Sono circa sei milioni i piemontesi che nell’ultimo secolo hanno lasciato la propria regione per trasferirsi un po’ ovunque in giro per il mondo. Dall’8 al 10 luglio i piemontesi nel mondo (e naturalmente i loro discendenti) avranno la possibilità di ritrovarsi in uno dei luoghi simbolo della loro regione d’origine: il santuario di Oropa.

Un ritorno “a casa”, per incontrarsi e condividere racconti, sapori, aneddoti e rivivere, con gli occhi del presente, luoghi e storie di un passato che è stato tramandato di generazione in generazione e che appartiene a tutti i piemontesi, ovunque essi siano.

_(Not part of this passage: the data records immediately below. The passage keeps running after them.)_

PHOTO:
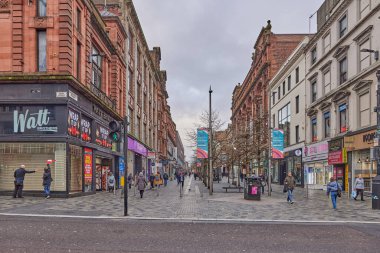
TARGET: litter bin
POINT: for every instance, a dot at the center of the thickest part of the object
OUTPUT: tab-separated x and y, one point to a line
252	188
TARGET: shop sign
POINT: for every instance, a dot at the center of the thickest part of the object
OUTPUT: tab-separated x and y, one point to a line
364	140
137	147
121	171
151	155
32	119
337	157
87	166
73	127
102	137
315	152
85	129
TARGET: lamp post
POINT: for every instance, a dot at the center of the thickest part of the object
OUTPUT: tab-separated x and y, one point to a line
210	144
376	180
125	149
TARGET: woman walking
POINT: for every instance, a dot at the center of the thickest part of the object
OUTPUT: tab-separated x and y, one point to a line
141	183
289	185
334	190
46	181
359	187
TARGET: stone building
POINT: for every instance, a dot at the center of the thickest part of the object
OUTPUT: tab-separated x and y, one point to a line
341	93
250	99
147	108
62	81
287	93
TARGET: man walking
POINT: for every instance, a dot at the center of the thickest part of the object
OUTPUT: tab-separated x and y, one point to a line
359	187
19	176
289	184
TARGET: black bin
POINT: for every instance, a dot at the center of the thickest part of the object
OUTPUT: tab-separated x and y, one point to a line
376	193
252	188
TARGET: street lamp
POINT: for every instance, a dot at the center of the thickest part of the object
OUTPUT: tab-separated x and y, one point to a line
210	144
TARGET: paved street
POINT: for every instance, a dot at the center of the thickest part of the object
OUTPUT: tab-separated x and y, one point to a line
197	204
36	234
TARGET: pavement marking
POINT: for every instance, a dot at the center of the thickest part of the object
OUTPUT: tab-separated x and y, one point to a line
204	220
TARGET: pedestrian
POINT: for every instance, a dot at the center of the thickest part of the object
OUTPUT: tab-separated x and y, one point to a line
130	180
166	177
182	179
19	176
334	190
359	187
289	185
151	180
141	183
46	180
111	182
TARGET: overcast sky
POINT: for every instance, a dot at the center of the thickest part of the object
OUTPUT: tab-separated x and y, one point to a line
210	42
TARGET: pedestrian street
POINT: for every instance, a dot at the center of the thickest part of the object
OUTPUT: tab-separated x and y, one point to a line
196	203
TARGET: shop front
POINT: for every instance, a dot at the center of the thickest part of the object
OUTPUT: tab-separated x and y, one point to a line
317	171
338	159
54	123
361	160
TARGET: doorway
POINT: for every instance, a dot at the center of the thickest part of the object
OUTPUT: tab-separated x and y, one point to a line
103	168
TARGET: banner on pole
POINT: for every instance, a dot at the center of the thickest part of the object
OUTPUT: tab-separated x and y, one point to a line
278	144
202	143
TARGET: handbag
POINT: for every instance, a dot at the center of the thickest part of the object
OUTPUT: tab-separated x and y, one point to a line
339	191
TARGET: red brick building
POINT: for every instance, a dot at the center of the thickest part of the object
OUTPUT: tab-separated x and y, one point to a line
250	99
62	80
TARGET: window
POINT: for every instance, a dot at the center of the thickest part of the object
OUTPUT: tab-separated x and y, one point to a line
96	68
41	35
78	60
313	55
364	112
313	90
343	26
343	70
79	20
284	122
41	10
326	82
130	82
326	43
342	118
326	124
365	57
314	136
364	7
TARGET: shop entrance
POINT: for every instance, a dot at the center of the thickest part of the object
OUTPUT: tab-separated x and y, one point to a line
103	168
339	175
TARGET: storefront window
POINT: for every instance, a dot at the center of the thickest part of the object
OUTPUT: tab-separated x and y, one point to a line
75	168
34	156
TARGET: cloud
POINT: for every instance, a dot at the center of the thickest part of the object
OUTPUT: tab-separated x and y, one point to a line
210	42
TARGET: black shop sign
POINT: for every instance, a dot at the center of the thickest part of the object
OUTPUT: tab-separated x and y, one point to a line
32	119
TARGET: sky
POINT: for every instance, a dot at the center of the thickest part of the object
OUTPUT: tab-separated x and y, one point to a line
210	42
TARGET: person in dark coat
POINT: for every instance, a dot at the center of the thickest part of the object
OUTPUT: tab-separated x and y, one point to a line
19	176
46	181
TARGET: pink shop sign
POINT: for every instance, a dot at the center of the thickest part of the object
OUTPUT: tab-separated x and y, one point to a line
314	152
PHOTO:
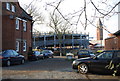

Il programma della manifestazione avrà inizio venerdì 8 luglio con racconti di storie di devozione e di emigrazione dei Biellesi nel mondo.
Nella giornata di sabato 9 luglio l’evento continua con visite guidate al complesso del Santuario e un serie di incontri che vedranno coinvolti studiosi esperti e i referenti degli ecomusei che grazie ad un ricco lavoro di ricerca hanno raccolto le memorie e i racconti dei migranti che secoli fa hanno lasciato le loro case e le loro famiglie per cercare lavoro in Francia, in America, in Sud Africa e in Australia.
La serata si concluderà con il concerto dei Cori Piemontesi nella Basilica Antica del Santuario.

Il cuore della giornata di domenica 10 luglio sarà la S. Messa delle ore 10.30, al cospetto della Madonna Nera, nella Basilica Antica, dove è stata aperta la Porta Santa. Non mancheranno testimonianze attuali, dialoghi tra gli emigrati di ieri e di oggi, proverbi, curiosità dialettali e la possibilità di riscoprire i sapori piemontesi attraverso degustazioni di prodotti locali.

Nella settimana successiva, dal 11 al 15 luglio, sarà possibile visitare il Museo Regionale dell’Emigrazione dei Piemontesi nel Mondo e il Monumento ai Piemontesi nel Mondo a Frossasco (Torino), l’Ecomuseo dell’Alta Valle del Cervo, il Centro di Documentazione sull’emigrazione di Donato, il Museo dell’Emigrante di Roasio, la Fondazione Sella a Biella, la Fabbrica della Ruota (ex Lanificio F.lli Zignone) a Pray, il Ricetto di Candelo, la Città di Biella, altre realtà piemontesi nel Lago Maggiore e nelle Langhe e, chi desidera, potrà fare richiesta per visitare il proprio paese di origine.

Per gli emigrati di origine biellese in particolare, si darà la possibilità di stabilire contatti per costruire l’albero genealogico della propria famiglia.